SciTools / cf-units

Units of measure as required by the Climate and Forecast (CF) Metadata Conventions
https://cf-units.readthedocs.io/en/latest/
BSD 3-Clause "New" or "Revised" License
66 stars 49 forks source link

Plan toward own pure-python udunits [DRAGON!] #446

Open pp-mo opened 2 months ago

pp-mo commented 2 months ago

Since so many outstanding problems + request relate to builds for alternative OS or architectures

Probably main issues :

ocefpaf commented 2 months ago

@pp-mo I'd love to meet with you'all and talk about this topic. I already opened a few similar threads in other places, there are tons of work that could be use to achieve this quicker than starting from 0. My latest attempt, which is to leverage Pint by adding udunits units to it, is in https://github.com/ioos/compliance-checker/pull/1094

Most of the discussion is happening in https://github.com/Ouranosinc/xclim/issues/1788 Both cf_xarray and metpy already have some version of it. Mine us missing only the COARDS time standard, which I plan to implement soon. With that said, I'd love to not have my own library but to contribute to a 3rd party instead.

pelson commented 2 months ago

Found this through #454...

I see the :dragon_face: and I salute you :saluting_face:!

The first thing to state: the CF-conventions are currently (last time I checked) bound to the udunits2 implementation. This is a highly questionable situation (without casting any judgement on udunit2), as to me, a standard isn't a standard if you can't define it without an implementation... It also means that it is hard to call any other implementation CF compliant, because there is no spec to comply to. The best you can do is to validate the implementation against udunits2.

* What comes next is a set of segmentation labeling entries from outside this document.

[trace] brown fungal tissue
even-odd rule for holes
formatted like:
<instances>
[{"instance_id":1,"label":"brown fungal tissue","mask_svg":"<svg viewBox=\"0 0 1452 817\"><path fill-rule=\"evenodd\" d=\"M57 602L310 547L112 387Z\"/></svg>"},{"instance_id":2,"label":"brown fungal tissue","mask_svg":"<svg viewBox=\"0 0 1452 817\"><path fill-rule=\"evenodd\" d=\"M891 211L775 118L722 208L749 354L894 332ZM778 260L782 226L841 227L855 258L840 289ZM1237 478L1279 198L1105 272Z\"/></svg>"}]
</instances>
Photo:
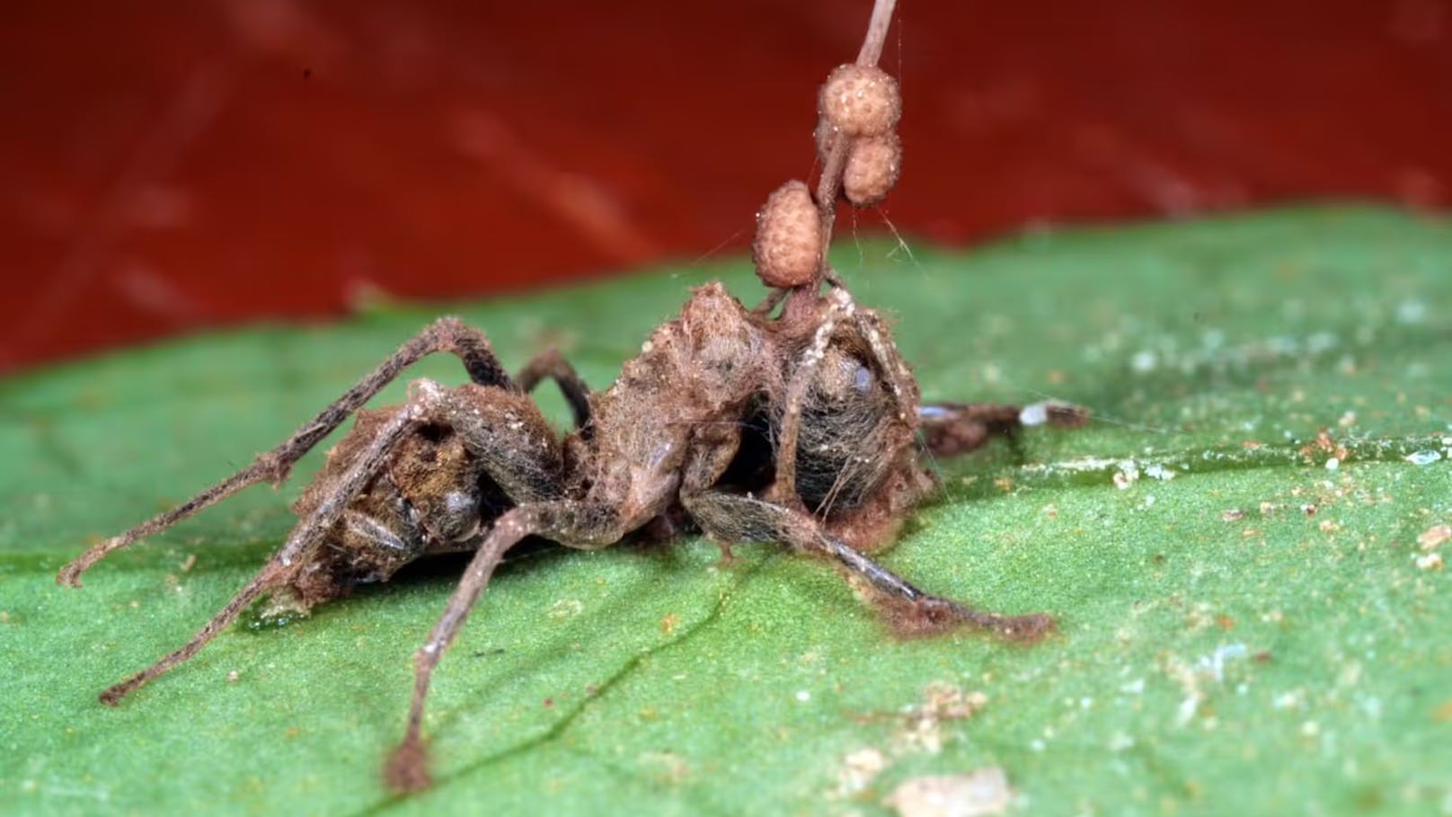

All of this said, I did a lot of work to make a udunits2 compatible parser in this project. I did this with the express goal of one-day opening the conversation with the CF-conventions body to propose adoption of a BNF grammar for units (note that udunits2 does have such a grammar... but it isn't followed in the udunits2 implementation :facepalm: https://pelson.github.io/2019/cf_units_tex/, which makes the udnuits2 BNF definition not a CF compliant specification...).

I didn't asses the amount of work that follows to implement a udunit2 compatible library, once you have parsing in-place. I don't really know how udunits2 defines the conversions, for example. It could be that you read in the XML and you're nearly done... or it could be that dragons :dragon_face: :dragon_face: :dragon_face: start flying from the nest :joy:.

For old-times sake, consider me interested in the progress on this issue!

trexfeathers commented 2 months ago

@pelson we're often battling with a tricky compromise between:

Our current solution - depending on udunits2, the same dependency that CF has - is already a good compromise in terms of a joined up ecosystem and avoiding divergence (which would be a risk if maintaining a 'parallel' implementation). But as @pp-mo has said elsewhere it is proving unrealistic while our Cython expertise remains low, making a 'parallel' Python implementation look like the best compromise, despite the known costs.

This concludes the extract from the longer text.